James Bagnall says he wrote “stop the lies” and “this is oil country” on the portrait of the 16-year-old girl against a bright-blue background.
He says he wasn’t taking shots at Thunberg as a person, but he’s tired of people bashing Albertans’ way of life.
The mural was painted on what is known as a free wall not far from a light-rail transit station near Commonwealth Stadium.
Artist AJA Louden told CBC News in an email that one of his favourite things about the wall is that anyone is allowed to express themselves, so he’s not upset.
Before it was defaced, the mural read “Thank you, Greta” and “Thank you, Beaver Hills Warriors”–a reference to the grassroots environmental group that helped lead a large climate change rally with Thunberg in Edmonton on Friday.
The eyes on the portrait were blacked out, and a slur and a message telling Thunberg to leave Canada were written over top in French.
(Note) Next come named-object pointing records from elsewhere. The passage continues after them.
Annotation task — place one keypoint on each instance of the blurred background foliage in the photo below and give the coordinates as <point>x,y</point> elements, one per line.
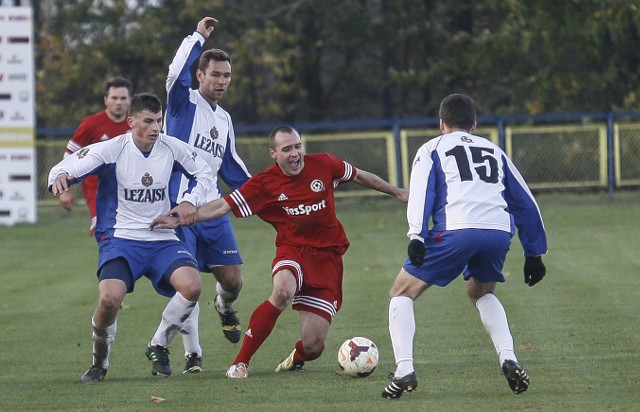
<point>313,60</point>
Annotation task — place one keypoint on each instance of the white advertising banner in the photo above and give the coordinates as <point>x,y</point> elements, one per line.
<point>18,177</point>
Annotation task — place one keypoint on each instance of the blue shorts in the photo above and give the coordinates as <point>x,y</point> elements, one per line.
<point>155,260</point>
<point>476,253</point>
<point>212,242</point>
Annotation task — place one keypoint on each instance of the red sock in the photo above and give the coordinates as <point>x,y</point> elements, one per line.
<point>301,356</point>
<point>261,323</point>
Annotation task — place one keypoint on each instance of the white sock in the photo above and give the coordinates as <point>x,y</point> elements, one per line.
<point>172,322</point>
<point>102,340</point>
<point>495,322</point>
<point>402,328</point>
<point>227,299</point>
<point>190,336</point>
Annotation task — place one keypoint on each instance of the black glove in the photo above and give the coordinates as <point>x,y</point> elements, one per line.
<point>534,270</point>
<point>416,252</point>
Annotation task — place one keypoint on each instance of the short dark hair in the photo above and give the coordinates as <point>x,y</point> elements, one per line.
<point>215,55</point>
<point>117,82</point>
<point>145,101</point>
<point>459,111</point>
<point>283,129</point>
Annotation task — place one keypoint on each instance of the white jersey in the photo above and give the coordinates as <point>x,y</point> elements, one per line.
<point>463,181</point>
<point>207,128</point>
<point>133,188</point>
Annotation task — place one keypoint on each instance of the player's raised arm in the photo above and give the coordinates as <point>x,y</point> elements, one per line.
<point>205,26</point>
<point>375,182</point>
<point>60,184</point>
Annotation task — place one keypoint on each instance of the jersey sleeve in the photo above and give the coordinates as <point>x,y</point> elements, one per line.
<point>341,171</point>
<point>249,199</point>
<point>233,170</point>
<point>80,164</point>
<point>525,211</point>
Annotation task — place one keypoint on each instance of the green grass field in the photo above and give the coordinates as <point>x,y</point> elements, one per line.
<point>577,333</point>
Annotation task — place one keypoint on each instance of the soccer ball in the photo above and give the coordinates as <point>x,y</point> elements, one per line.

Bagnall said he was not responsible for the French messages.
Thunberg was among thousands who walked through the city’s downtown to rally at the legislature, vastly outnumbering a group of oil-and-gas industry supporters at a counter-rally.
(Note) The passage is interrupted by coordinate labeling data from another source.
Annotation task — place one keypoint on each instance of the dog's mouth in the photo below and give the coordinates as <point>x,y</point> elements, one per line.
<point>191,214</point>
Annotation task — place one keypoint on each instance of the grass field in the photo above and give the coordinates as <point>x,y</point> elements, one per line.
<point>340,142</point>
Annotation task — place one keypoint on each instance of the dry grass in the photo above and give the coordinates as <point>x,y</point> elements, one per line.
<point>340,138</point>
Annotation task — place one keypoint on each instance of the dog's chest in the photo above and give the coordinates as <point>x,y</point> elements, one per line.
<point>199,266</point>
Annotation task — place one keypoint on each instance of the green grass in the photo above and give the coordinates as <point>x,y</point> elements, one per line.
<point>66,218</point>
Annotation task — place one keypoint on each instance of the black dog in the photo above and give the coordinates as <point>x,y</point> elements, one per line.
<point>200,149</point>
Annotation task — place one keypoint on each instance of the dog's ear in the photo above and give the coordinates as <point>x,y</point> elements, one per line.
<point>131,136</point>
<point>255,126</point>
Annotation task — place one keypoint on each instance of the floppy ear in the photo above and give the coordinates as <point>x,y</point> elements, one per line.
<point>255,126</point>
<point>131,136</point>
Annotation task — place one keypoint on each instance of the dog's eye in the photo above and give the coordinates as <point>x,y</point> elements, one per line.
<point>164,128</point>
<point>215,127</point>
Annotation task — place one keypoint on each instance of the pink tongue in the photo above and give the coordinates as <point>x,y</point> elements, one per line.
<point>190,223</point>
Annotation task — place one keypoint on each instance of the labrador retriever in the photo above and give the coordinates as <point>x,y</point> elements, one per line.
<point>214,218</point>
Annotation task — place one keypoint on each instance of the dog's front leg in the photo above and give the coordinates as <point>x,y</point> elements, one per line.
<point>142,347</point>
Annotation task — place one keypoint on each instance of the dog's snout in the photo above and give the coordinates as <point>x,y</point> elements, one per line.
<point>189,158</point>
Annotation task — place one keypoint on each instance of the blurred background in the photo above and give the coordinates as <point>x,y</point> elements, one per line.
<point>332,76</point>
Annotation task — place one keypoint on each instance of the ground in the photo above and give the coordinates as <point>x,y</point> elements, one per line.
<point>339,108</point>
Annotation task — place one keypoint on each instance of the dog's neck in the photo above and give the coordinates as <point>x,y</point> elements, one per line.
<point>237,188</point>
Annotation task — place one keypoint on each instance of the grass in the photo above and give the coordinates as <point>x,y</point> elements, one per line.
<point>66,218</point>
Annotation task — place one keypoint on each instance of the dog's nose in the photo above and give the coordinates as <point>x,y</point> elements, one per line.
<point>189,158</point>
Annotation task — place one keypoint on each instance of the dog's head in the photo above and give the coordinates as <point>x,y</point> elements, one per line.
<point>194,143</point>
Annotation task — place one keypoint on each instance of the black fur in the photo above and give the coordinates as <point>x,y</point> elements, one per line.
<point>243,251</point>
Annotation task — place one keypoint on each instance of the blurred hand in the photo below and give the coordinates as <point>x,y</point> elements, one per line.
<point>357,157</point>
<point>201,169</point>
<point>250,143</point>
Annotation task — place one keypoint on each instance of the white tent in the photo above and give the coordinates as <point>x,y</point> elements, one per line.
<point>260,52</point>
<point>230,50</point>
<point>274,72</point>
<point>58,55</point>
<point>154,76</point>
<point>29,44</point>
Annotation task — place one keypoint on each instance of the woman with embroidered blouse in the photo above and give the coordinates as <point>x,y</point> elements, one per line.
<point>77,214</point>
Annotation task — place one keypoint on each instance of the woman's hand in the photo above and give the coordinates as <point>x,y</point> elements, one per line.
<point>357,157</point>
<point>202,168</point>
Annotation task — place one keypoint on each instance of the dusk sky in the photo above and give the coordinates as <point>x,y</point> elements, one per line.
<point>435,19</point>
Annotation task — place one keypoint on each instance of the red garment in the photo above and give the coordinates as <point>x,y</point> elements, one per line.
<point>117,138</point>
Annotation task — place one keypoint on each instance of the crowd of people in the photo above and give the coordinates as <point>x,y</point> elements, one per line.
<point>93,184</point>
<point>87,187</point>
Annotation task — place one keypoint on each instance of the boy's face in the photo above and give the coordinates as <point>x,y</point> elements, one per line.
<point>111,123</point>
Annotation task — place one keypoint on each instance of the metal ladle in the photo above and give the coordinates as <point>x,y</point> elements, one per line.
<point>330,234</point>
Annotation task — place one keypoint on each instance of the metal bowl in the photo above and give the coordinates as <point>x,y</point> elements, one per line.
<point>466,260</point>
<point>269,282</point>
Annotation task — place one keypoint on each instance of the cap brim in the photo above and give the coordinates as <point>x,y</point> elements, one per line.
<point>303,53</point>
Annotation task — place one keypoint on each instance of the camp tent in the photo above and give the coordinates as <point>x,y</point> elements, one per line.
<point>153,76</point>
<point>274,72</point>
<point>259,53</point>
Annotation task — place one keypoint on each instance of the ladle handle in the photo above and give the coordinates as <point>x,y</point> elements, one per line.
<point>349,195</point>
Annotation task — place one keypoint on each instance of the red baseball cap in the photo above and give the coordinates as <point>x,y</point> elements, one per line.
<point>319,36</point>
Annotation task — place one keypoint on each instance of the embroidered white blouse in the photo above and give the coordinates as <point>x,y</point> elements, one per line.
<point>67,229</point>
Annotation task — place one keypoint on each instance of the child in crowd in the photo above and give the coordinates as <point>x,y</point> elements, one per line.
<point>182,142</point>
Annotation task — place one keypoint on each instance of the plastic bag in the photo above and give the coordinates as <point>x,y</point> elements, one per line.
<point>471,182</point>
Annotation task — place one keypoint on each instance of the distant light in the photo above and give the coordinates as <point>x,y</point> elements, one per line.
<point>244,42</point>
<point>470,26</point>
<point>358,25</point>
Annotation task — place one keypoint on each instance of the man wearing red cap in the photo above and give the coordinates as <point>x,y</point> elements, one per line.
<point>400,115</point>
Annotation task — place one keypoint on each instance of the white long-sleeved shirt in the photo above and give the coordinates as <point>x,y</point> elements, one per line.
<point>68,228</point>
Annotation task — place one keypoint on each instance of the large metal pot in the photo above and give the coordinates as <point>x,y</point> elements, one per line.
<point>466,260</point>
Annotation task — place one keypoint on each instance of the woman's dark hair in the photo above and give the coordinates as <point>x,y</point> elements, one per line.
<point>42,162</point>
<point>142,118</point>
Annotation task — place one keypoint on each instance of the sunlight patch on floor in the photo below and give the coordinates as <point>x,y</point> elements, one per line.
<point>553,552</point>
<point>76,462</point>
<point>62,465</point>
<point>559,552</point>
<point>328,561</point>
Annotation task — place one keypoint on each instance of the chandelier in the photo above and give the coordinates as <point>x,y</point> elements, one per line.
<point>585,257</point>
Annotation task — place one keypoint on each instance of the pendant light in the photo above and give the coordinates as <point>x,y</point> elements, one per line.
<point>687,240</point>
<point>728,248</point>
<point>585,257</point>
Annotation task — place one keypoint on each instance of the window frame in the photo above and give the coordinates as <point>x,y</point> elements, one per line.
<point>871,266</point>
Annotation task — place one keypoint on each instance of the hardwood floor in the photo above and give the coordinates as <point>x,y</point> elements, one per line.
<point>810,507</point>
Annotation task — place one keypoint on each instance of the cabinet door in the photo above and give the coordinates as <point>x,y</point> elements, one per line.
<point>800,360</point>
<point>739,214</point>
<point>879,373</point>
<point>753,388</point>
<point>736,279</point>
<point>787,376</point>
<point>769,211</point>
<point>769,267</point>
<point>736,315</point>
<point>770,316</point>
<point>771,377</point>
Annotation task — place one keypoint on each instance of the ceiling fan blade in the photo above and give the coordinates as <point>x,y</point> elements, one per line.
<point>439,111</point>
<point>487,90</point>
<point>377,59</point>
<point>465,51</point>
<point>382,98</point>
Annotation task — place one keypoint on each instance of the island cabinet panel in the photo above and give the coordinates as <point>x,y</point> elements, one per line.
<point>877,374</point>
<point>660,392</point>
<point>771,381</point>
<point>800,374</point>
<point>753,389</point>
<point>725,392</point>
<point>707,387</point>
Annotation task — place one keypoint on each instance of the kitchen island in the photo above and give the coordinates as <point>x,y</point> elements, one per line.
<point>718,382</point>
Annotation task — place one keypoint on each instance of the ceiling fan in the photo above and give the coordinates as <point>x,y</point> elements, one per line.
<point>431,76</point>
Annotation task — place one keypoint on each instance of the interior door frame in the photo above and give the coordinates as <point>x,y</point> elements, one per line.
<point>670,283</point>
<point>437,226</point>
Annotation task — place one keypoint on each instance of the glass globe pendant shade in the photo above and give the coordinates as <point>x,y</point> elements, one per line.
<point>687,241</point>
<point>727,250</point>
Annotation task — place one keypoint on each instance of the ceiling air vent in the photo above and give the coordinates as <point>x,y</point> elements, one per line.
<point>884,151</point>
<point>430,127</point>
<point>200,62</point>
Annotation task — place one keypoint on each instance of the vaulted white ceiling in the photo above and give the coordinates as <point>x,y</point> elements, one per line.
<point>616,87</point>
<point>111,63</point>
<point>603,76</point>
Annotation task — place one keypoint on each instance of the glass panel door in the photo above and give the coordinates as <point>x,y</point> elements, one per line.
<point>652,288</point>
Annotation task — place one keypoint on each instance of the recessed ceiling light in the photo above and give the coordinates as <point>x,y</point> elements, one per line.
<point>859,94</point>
In a speech at the event, she repeated her message that the future of the planet is at stake and action must be taken to fight climate change, but she refrained from any direct criticism of the Alberta oilsands.
Thunberg spent part of the weekend near Fort McMurray doing interviews, which a local First Nation said will be part of an upcoming BBC documentary.
The Mikisew Cree First Nation said Thunberg’s interviews focused on environmental concerns over oilsands development and climate change.
She was presented with a blanket and the First Nation said in a statement that it was honoured to “join forces” with Thunberg as she leads the way in “protecting our planet from the climate crisis.”
Thunberg arrived in Fort McMurray on Friday night and met with Athabasca Chipewyan First Nation Chief Allan Adam, who said he told her to get Europeans to lobby oilsands investors for greener technology to extract Alberta energy.